We’re also a hub for digital journalists in the whole MENA region. During the first data journalism conference for Arab journalists this year, we met up with journalists from a great number of Arab and foreign countries. We always tend to work with them on unique projects. We already have scheduled meetups with journalists in Lebanon and Tunis in the upcoming months.
We measure our impact through multiple ways. First, through the training requests that we receive, and it’s always on the rise. Second, through the website visitors traffic. We’ve launched a new version of our website to present better experience for the users.
Source and methodology
We believe in open data sources. So, we always look for open data. We used the various digital tools to research, analyze and verify the data. Most of them were simple tools, but we worked with them to reach their maximum capabilities.
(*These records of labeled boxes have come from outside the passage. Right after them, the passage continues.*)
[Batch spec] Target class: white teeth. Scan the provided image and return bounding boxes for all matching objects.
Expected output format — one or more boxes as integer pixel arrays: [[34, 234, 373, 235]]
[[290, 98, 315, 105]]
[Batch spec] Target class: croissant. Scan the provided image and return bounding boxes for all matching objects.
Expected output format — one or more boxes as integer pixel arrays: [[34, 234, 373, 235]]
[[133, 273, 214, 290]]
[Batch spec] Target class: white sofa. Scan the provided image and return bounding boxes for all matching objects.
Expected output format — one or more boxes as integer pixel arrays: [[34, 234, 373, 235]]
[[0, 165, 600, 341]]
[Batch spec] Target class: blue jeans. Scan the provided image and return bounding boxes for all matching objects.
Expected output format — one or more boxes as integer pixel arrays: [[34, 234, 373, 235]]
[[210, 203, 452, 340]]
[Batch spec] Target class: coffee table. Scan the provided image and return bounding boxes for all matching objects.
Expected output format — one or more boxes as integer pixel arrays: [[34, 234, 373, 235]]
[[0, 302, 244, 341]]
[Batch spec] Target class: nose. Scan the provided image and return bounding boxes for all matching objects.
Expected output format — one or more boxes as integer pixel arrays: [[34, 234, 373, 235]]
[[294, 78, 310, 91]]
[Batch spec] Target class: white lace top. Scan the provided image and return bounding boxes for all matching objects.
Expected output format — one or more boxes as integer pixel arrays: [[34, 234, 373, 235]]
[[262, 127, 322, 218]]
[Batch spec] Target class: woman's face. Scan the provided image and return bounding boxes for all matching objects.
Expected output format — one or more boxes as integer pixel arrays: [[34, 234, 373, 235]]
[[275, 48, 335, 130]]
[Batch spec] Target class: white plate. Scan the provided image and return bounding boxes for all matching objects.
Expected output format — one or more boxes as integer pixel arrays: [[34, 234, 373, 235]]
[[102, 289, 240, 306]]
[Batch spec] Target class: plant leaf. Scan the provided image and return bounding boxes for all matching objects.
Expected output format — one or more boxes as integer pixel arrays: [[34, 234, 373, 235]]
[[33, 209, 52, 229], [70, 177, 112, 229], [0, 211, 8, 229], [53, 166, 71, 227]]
In addition, in the absence of transparent governmental policies and well established open datasets, we see media archive as a fortune of data mines. For instance, in the story of matricide and uxoricide, we depended on the news stories reported by the highly visited news website in Egypt, Youm7, because of the unavailability of such dataset, either publicly or even that can be acquired privately.
However, we always spend our time then to verify our data. Sampling the data we have, we verify the cases that the stories reported on through internet research as well as live sources on the ground.
Another cornerstone in our methodology is that we always work to make the data available for our readers in its cleanest form. We are committed to complete transparency regarding our sources and our methodologies. We receive a number of questions from the readers on how we do our stories, and we always respond in detail.
Our data sources are highly varied. Some of them are governmental sources, like the Central Agency for Public Mobilization and Statistics (CAPMAS). Others are of NGOs, like Daftar Ahwal, and other international organizations like the World Bank.
Some adhere to the notion of ‘show, don’t tell’. But what we aim for, basically, is to show and tell. We believe that the craft of storytelling itself is always the basis for every kind of journalism. So we never drop the art of storytelling in favor of our visuals.
We used different tools to get our stories done. For web scraping, we used public tools, such us import.io, as in the story of matricide and uxoricide, as well as Python and API in other stories, like the one on Sisi tweets.
For data cleaning and analysis, we mainly used Google Sheets, Microsoft Excel and OpenRefine. In some other instances, we used SQL. For data visualization, we used a wider range of tools, including online tools, like Infogr.am, Google Data Studio, Flourish and ZingChart. The main tool that we used was Tableau Desktop. We also used D3 library in some cases.